Analysts at Wells Fargo, point out that the US, China and the Eurozone represent almost one half of world’s GDP, and all three are showing signs of slowing growth.
“The United States, the Eurozone and China account for nearly one half of global GDP on a purchasing power parity basis, making the growth prospects for these three players crucial for the global economy as a whole. All three have shown signs of slowing economic growth of late, with Europe in particular exhibiting concerning signs of weakness. This weaker growth outlook has in turn translated into a slower pace of monetary policy tightening among the world’s major central banks than was previously anticipated.”
“In Europe, real GDP data were lackluster in Q4-2018, with the year-over-year pace of growth at just 1.2%, the slowest since 2013. The initial purchasing manager indices for January were not any better, weakening over the month and barely remaining in expansionary territory.

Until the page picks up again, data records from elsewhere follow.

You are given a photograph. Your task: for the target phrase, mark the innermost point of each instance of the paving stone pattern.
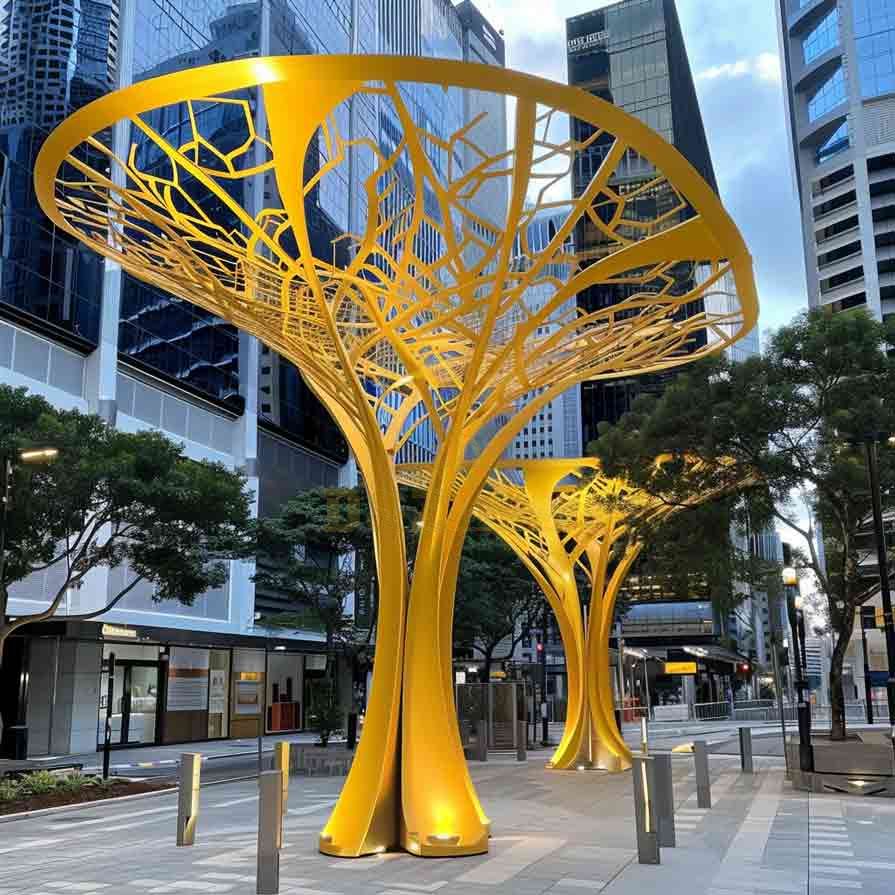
(557, 833)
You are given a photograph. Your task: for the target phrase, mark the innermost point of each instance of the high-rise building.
(84, 335)
(632, 54)
(840, 99)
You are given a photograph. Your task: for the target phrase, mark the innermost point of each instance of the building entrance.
(135, 702)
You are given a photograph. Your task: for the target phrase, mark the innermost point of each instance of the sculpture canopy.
(435, 313)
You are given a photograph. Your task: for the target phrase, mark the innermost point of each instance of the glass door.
(141, 703)
(135, 692)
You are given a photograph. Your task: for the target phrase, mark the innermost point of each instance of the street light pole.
(868, 690)
(797, 630)
(885, 592)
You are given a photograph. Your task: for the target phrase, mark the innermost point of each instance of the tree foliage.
(112, 499)
(317, 554)
(798, 418)
(496, 600)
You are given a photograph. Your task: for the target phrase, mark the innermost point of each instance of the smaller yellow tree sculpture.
(559, 515)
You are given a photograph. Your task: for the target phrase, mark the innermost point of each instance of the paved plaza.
(558, 833)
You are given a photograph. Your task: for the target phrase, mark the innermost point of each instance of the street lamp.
(796, 615)
(8, 462)
(872, 448)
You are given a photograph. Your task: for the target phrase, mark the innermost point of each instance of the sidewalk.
(561, 833)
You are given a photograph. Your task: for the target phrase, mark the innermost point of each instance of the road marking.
(28, 843)
(253, 798)
(310, 809)
(418, 887)
(112, 818)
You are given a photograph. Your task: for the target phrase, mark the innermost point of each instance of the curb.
(40, 812)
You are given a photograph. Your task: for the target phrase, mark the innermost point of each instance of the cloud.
(765, 67)
(732, 47)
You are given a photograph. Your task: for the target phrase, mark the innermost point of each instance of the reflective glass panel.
(824, 37)
(838, 141)
(829, 95)
(875, 43)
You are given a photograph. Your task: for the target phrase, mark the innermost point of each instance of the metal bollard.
(281, 764)
(188, 797)
(746, 750)
(665, 801)
(270, 832)
(703, 781)
(644, 774)
(482, 739)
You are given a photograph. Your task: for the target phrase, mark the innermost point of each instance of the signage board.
(680, 668)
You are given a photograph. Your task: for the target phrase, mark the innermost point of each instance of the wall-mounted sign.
(680, 668)
(585, 42)
(118, 631)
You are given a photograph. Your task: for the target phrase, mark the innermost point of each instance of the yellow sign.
(680, 668)
(118, 631)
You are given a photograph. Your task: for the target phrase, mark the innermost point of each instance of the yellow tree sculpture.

Against this softer backdrop, we think that the European Central Bank will refrain from raising rates a bit longer than we originally expected.”
“In China, real GDP growth dipped to 6.4% year-over-year, down from 6.5% in Q3-2018. The Chinese economy grew 6.6% in 2018, the slowest pace since 1990.”
“Chinese policymakers have done their best to combat this slowdown via monetary and fiscal stimulus, but without a clean resolution to the trade situation, a more marked slowdown is likely in store in 2019. At present, our forecast for Chinese real GDP growth in 2019 is 6.2%.”